ZTE makes a discreet US carrier comeback with the $99 Visible R2
After escaping from the brink of bankruptcy, embattled Chinese smartphone maker ZTE made a pleasantly surprising return to the market with the high-end Axon 9 Pro. But stateside, the company made far less noise with the release of the unlocked mid-range Blade Max 2s and Blade Max View.

ZTE’s first handset sold through a US carrier since the beginning of the whole trade sanctions violation scandal is an even humbler affair, starting at a fitting $99 price at Visible.
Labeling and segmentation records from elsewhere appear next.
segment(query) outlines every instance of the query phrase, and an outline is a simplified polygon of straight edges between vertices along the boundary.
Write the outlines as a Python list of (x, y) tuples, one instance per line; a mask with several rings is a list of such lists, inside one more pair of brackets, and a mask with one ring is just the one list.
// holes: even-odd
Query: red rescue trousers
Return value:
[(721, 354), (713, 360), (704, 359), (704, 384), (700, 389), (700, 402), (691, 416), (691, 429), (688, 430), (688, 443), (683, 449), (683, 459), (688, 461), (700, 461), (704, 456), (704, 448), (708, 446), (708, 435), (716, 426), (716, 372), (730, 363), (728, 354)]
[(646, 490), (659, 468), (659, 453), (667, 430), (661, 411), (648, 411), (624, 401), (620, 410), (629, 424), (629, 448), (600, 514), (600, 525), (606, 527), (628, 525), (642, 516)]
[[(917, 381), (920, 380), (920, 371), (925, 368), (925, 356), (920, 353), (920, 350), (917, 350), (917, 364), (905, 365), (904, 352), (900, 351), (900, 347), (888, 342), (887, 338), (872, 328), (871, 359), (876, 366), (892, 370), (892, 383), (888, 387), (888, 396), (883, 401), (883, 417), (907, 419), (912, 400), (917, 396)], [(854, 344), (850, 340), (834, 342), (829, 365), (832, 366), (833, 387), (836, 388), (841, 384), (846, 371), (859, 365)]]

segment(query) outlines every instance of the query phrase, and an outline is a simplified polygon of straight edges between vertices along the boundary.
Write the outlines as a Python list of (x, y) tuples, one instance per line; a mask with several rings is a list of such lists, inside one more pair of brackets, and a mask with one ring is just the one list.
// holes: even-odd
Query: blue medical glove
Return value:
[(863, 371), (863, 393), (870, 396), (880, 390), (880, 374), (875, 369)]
Dubbed simply the Visible R2 (wait, was there ever a Visible R1?), the modest Android Oreo device is billed as “designed by ZTE exclusively for Visible customers.”

That’s a Verizon-owned, Verizon-hosted MVNO (mobile virtual network operator), by the way, which only recently began selling phones after working on a BYOD (bring your own device) basis for a while.

Interestingly, the selection of devices you can purchase straight from Visible remains rather limited, including a bunch of different iPhone models, Samsung’s high-end Galaxy S9 and S9+, and now the entry-level ZTE-designed Visible R2.

You obviously can’t expect much from a $99 phone in terms of raw power, camera capabilities, or trendy design elements, but as long as you keep your expectations low, you might be pleasantly surprised by the Visible R2.

A few technical details are unfortunately too vague to analyze, like the unnamed 1.4 GHz quad-core processor and completely unspecified RAM count, but the 5.45-inch HD+ screen does sport a modern 2:1 aspect ratio, while the 3,100 mAh battery is purportedly capable of keeping the lights on for “up to 24 hours” of typical usage.

The 13MP rear-facing camera with HDR, panorama, collage and timelapse flash capabilities and 5MP selfie shooter with screen flash don’t sound all that bad either, with the back of the device also carrying an... interesting pattern that could help the Visible R2 stand out in the ultra-affordable market segment.

There aren’t a lot of good phones available for around 100 bucks nowadays, either unlocked or sold directly by carriers. For instance, the $95 Moto E5 Play you can get with a Verizon Prepaid plan comes with an outdated design, unimpressive screen, and relatively small battery.